# Just had a bath



## bordercolliepup (Jan 9, 2008)

Just thought I'll share some new pics of Pepsi she has just had a bath .


----------



## rottiesloveragdolls (Nov 2, 2007)

Ahhh bless,,,,,,,,


----------



## StormAndy (Apr 6, 2008)

brilliant..! 

storm hates the bath with a passion.


----------



## Vixie (Nov 17, 2007)

great pics


----------



## colliemerles (Nov 2, 2007)

ahhhhh she is lovely,,,,,,,,,,,,,,,,,,,


----------



## catzndogz (Mar 12, 2008)

great pics like the one with towel on her head like a scarf


----------



## Guest (Apr 17, 2008)

LOL bless her...cute pictures


----------



## Guest (Apr 17, 2008)

Great pics! She's a gorgeous girl!


----------



## Guest (Apr 17, 2008)

bordercolliepup said:


> Just thought I'll share some new pics of Pepsi she has just had a bath .
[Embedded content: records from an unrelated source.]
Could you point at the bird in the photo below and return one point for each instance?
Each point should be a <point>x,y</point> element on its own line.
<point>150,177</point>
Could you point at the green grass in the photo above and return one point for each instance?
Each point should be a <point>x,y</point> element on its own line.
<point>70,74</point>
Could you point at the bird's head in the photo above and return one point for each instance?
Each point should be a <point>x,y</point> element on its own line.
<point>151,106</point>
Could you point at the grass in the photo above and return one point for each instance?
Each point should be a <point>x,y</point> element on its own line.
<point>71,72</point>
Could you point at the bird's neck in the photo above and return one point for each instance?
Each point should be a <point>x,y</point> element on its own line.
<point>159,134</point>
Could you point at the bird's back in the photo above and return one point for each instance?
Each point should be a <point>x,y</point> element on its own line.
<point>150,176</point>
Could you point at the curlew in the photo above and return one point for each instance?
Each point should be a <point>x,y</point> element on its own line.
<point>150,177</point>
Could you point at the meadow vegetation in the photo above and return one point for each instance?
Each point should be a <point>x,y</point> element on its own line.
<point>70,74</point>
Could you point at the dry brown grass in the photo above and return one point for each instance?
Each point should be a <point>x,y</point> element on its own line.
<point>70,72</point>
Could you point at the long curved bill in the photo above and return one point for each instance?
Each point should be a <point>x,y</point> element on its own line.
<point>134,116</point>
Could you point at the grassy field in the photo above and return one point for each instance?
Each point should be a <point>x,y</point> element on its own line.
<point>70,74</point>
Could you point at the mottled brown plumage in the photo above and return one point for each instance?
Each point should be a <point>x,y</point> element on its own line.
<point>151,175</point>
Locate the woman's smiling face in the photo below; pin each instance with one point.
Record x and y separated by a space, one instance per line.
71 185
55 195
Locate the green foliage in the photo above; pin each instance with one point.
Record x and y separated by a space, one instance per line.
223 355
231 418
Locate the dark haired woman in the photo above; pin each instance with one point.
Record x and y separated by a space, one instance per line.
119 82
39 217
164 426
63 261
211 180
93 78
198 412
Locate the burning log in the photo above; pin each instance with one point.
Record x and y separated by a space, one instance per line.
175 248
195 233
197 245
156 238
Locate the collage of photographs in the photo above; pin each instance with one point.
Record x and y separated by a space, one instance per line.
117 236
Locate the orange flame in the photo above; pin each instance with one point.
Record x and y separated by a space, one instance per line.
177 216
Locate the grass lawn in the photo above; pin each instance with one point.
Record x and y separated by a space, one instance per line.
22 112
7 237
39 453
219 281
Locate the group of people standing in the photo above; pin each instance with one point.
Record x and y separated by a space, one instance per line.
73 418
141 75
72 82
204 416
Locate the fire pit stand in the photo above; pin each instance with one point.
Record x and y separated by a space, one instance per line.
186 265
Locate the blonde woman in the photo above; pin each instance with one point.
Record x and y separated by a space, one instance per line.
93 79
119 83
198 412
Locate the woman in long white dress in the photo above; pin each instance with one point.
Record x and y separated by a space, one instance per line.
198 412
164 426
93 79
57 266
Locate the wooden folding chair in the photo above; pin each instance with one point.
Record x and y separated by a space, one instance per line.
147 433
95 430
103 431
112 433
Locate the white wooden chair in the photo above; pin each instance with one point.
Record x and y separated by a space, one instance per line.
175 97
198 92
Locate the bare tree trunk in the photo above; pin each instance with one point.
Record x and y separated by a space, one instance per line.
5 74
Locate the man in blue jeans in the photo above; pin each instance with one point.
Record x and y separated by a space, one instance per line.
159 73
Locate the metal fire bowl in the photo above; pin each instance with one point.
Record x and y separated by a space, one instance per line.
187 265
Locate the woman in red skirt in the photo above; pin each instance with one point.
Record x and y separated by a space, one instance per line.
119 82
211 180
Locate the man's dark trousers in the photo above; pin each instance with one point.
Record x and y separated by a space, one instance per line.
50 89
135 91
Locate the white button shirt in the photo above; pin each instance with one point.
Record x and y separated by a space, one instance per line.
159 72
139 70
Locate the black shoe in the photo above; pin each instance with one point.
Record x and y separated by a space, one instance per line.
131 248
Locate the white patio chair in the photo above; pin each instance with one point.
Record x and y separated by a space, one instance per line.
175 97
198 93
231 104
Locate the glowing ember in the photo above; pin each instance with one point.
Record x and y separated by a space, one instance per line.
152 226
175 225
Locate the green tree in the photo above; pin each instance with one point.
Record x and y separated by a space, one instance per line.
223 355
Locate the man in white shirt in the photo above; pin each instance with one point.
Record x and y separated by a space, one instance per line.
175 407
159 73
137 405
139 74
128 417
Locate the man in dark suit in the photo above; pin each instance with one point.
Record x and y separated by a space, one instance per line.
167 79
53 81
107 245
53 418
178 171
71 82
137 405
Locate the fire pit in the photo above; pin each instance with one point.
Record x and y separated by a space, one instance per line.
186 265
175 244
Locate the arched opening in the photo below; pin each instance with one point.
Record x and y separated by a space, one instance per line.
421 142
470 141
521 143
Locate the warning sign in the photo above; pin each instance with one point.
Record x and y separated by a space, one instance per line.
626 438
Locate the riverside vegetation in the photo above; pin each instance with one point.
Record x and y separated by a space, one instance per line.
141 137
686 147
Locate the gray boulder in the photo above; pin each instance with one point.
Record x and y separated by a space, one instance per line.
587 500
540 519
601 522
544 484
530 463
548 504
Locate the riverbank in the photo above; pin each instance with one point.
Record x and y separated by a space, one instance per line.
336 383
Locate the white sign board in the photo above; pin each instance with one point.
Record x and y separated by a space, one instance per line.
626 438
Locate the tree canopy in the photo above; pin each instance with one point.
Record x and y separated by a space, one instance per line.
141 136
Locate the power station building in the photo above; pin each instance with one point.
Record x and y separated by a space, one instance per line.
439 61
Awww - she's beautiful! And those eyes  you just want to hug her


----------



## bordercolliepup (Jan 9, 2008)

Thank you for all your kind comments , she's sitting wagging her tail as to say I know there talking about me mum 
Pepsi sends lots of big licks to you all


----------



## Siamese Kelly (Jan 6, 2008)

Another set of great pics-love the hooded towel one-and bog belly tickles right back at ya Pepsi-don't let your mum steal them


----------



## Rraa (Apr 15, 2008)

Just having a quick browse and saw this enchanting colleciton - what super pictures. What a darling dog your collie is  Love the picture with the towel on her head - just like a little nun LOL


----------